Handle an Exploding Gradient
In this mock interview, Angie asks Raj (MLE @ Snapchat) to explain “how he’d handle an exploding gradient.” Below is a supplemental written solution that shows how to approach the question.
Answer
An exploding gradient occurs because of backpropagation in a neural network, specifically when there are successive layers in a network for which the gradients must be computed. Typically those are calculated with the chain rule, which involves multiplications of many different gradients. One way of handling it is to clip the gradients at a certain threshold, which is a brute-force technique.
You could also use what's become a lot more common in the past few years, which is batch normalization. This technique uses a type of normalization after a particular layer or activation and then takes the mean and standard deviation, based on the batch of examples. This can help scale the gradients to more reasonable, stable values.
You can also change your architecture or choose your architecture to help mitigate these exploding gradients. You could directly reduce the number of hidden layers, which will therefore reduce the amount of multiplications that need to happen for the chain rule.
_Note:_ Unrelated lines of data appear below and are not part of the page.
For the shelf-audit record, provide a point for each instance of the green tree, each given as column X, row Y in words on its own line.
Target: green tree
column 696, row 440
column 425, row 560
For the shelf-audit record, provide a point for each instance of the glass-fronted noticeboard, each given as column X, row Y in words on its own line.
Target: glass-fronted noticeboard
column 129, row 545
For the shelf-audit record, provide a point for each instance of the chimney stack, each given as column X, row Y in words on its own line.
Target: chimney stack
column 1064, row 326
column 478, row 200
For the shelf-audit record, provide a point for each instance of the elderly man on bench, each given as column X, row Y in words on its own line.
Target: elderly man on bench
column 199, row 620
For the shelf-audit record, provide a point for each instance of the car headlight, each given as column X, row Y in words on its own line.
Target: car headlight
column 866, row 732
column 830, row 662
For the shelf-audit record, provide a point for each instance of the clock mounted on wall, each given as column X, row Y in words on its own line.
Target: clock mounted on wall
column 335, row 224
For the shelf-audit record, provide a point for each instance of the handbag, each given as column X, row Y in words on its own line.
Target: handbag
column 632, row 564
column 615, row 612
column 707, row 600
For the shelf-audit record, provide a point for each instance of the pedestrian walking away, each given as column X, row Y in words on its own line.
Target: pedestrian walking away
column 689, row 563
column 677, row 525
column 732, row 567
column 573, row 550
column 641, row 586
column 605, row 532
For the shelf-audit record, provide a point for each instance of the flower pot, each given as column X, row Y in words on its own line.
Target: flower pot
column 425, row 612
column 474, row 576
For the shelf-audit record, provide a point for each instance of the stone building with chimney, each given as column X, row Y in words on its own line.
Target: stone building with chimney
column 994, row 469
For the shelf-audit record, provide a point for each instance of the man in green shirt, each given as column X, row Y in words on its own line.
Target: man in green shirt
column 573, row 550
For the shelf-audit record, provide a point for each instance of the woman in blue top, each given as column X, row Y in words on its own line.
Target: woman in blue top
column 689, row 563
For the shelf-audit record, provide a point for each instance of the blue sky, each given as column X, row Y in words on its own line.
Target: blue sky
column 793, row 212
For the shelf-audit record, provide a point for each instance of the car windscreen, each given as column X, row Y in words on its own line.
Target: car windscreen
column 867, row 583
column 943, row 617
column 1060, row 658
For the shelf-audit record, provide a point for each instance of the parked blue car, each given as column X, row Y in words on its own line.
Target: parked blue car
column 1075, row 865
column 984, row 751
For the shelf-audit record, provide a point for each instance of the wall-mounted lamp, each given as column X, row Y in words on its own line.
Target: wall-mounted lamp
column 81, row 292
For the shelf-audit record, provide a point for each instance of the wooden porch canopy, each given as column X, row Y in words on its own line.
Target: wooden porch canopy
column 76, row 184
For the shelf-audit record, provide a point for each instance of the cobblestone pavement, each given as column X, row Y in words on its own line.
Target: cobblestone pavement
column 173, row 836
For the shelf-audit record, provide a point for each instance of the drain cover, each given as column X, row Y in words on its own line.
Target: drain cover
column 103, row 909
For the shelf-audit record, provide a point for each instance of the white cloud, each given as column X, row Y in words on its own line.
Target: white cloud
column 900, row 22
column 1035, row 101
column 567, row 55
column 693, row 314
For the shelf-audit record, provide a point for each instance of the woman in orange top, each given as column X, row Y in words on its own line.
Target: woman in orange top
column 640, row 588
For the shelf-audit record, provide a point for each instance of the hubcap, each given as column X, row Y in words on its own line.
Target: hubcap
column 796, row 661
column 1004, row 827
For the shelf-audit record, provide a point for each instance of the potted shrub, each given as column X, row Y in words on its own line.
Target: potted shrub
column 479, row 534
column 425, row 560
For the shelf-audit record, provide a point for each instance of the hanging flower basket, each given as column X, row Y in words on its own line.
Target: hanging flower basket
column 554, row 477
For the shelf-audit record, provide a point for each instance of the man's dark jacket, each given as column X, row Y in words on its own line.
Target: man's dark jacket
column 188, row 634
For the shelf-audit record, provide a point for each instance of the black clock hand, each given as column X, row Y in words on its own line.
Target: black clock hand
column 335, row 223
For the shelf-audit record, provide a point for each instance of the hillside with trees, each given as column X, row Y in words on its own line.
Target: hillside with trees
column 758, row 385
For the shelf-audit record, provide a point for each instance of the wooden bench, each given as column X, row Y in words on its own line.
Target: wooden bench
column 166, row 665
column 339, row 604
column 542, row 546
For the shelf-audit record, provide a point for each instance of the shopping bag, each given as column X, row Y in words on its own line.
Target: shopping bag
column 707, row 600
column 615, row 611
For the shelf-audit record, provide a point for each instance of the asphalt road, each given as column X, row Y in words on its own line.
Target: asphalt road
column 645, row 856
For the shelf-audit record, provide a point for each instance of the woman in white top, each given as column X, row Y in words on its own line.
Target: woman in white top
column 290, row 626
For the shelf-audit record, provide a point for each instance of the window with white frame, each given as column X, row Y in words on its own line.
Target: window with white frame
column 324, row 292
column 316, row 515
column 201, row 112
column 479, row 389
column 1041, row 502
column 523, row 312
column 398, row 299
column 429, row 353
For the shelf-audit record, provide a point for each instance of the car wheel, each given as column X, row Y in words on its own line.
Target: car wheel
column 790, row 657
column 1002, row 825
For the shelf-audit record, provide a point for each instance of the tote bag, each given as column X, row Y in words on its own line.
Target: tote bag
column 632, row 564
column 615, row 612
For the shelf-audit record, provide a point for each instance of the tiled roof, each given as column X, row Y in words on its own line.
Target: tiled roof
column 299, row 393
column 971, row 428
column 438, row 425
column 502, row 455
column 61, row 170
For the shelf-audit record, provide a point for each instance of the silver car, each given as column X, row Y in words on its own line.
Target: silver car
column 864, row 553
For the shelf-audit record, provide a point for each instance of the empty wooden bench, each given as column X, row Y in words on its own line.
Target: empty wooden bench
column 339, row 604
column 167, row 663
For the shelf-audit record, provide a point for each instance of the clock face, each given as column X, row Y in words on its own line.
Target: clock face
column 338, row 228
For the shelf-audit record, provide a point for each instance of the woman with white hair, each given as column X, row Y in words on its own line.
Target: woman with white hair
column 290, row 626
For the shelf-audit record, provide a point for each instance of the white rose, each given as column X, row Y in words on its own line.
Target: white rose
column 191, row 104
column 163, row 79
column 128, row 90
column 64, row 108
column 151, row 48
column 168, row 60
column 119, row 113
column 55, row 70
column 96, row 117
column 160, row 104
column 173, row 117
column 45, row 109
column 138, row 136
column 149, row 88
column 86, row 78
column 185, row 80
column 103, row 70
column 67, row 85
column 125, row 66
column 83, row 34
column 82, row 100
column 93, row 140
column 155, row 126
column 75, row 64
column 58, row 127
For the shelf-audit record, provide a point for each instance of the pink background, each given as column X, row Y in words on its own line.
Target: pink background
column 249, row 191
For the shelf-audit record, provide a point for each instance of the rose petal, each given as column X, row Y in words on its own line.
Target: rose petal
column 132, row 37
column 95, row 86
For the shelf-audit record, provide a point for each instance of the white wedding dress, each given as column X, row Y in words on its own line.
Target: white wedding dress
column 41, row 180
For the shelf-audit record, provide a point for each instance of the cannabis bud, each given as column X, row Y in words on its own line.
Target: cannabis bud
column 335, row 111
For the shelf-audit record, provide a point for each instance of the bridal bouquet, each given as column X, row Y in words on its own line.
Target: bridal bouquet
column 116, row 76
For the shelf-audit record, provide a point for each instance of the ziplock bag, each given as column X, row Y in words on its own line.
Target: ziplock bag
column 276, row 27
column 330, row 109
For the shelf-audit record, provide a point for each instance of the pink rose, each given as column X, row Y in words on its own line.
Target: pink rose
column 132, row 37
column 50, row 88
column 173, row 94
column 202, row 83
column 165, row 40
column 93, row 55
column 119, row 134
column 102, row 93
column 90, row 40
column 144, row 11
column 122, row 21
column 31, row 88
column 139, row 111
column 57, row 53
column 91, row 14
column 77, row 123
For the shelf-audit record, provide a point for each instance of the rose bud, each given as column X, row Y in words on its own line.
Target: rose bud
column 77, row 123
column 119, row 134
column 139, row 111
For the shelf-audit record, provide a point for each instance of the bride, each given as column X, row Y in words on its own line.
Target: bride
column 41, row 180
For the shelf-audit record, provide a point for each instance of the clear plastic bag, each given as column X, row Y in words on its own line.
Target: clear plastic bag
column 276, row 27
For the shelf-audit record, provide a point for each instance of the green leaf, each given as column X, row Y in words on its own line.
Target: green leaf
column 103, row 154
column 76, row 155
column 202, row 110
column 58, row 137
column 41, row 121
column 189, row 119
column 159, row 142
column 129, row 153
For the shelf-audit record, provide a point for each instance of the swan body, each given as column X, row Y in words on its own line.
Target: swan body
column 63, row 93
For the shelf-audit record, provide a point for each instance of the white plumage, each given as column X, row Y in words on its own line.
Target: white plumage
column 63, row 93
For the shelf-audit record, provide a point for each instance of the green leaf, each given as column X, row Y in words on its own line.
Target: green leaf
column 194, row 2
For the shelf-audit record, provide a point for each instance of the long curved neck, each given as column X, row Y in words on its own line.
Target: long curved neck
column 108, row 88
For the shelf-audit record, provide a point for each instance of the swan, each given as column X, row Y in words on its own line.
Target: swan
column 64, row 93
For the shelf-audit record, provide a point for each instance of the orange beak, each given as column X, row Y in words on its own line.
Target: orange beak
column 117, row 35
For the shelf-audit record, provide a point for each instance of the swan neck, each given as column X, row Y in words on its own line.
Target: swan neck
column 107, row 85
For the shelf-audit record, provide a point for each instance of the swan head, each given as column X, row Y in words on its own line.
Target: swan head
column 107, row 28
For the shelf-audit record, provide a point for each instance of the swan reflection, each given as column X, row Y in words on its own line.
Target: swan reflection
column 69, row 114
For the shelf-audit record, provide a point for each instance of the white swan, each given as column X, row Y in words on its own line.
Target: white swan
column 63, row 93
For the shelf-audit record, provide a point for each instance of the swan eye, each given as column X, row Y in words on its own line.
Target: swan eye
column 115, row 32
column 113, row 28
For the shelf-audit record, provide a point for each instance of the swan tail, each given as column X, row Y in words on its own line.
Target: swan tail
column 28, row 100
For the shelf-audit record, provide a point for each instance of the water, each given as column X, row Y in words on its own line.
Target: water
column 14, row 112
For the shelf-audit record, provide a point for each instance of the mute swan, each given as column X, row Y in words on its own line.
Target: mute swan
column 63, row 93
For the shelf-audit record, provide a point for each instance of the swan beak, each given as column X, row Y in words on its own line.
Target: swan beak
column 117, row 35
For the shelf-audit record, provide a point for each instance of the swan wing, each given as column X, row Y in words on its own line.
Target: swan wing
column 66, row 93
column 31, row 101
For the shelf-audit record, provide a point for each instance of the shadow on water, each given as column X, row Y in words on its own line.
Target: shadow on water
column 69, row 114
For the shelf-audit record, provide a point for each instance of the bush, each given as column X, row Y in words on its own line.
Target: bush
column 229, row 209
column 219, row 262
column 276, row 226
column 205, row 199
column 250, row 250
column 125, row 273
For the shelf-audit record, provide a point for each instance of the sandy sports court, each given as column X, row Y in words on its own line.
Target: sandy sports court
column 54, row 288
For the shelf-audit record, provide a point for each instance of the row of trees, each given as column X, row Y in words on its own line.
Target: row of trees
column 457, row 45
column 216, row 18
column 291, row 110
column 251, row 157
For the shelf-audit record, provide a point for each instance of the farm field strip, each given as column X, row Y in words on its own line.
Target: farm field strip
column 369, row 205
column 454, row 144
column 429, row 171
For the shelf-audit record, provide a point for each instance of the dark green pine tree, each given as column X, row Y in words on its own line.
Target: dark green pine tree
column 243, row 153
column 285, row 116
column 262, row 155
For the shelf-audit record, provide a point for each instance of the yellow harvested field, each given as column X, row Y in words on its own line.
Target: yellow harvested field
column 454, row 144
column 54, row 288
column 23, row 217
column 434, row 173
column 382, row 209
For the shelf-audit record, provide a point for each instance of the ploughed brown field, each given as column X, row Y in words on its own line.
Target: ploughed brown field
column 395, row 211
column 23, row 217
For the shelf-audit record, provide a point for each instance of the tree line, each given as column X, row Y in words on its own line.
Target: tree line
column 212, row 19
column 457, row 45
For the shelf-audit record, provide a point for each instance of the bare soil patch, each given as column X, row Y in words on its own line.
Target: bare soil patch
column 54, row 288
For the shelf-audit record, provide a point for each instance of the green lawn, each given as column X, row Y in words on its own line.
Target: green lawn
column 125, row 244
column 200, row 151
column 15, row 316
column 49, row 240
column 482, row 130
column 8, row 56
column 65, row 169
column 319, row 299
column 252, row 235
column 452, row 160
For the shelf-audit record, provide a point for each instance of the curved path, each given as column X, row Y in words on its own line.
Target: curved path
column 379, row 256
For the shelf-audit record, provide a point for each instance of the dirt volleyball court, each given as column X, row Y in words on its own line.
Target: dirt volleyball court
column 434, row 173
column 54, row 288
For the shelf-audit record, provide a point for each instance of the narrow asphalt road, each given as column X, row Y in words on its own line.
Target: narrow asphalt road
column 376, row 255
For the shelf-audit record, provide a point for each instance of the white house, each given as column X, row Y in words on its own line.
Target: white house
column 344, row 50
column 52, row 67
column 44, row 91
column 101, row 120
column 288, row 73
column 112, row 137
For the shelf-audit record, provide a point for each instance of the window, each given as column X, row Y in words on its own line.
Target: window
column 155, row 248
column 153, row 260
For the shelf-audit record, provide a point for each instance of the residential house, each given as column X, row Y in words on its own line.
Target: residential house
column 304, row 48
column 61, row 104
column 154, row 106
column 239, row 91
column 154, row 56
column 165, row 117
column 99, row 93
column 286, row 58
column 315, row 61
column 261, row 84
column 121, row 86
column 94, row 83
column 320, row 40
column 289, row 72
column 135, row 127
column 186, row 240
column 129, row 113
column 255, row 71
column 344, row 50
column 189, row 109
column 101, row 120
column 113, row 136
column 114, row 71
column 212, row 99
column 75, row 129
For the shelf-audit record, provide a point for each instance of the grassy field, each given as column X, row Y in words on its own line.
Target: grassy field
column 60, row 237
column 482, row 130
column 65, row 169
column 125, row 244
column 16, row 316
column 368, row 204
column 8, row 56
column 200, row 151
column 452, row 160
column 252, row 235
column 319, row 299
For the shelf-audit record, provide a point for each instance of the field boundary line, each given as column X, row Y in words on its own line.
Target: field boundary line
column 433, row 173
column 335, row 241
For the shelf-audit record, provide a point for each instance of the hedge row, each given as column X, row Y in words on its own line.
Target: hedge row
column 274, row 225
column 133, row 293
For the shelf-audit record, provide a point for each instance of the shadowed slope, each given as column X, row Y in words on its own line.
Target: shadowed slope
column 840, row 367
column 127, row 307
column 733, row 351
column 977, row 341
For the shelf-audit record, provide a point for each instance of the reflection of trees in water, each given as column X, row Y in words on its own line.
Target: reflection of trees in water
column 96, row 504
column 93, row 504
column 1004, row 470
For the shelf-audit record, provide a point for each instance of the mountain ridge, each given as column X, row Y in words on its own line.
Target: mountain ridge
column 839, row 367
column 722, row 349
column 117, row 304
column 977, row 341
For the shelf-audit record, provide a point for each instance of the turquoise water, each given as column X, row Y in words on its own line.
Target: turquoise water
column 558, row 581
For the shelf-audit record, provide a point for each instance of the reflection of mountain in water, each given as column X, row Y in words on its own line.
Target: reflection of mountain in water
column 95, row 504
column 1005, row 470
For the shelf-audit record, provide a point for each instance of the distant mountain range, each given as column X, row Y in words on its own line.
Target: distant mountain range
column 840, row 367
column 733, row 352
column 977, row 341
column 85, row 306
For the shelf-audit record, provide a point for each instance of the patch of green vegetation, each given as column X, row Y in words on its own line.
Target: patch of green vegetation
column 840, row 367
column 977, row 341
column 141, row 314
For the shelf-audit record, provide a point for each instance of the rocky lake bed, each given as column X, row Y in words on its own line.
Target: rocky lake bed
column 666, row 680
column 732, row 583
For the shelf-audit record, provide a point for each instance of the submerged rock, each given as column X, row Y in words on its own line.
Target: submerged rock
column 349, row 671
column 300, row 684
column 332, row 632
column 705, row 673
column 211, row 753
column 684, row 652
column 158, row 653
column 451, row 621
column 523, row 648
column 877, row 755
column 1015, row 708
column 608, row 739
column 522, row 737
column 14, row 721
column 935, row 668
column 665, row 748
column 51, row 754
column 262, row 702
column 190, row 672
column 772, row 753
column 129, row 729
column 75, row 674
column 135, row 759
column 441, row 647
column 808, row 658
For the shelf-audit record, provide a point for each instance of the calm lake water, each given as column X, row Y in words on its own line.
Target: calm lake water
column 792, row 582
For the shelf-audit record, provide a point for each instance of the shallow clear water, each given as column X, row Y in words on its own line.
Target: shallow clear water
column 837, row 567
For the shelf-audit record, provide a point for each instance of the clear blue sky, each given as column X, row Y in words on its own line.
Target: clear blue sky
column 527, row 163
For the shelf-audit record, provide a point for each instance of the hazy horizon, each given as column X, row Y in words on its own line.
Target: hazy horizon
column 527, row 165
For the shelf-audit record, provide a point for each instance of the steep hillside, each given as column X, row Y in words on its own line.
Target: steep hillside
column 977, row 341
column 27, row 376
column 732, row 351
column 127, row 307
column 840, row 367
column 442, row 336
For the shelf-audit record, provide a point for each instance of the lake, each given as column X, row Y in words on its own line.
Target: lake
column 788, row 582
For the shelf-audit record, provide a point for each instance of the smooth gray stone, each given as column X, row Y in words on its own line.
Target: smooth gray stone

You could also choose architectures, for example, the transformer with skip connections, which are basically pathways from certain layers to layers further down in the network, rather than the layer that directly follows it. That gives the network a pathway for the gradient to follow without having to pass through several consecutive layers. This can definitely help mitigate the exploding gradient problem.”
What makes this answer effective
The answer correctly identifies the reasoning behind the exploding gradient. It explicitly mentions the chain rule as the reason for the multiplications of large gradients, which result in exponentially large gradients when doing backpropagation. It also offers multiple ways of handling the exploding gradient, including batch normalization, gradient clipping, and utilizing a different architecture.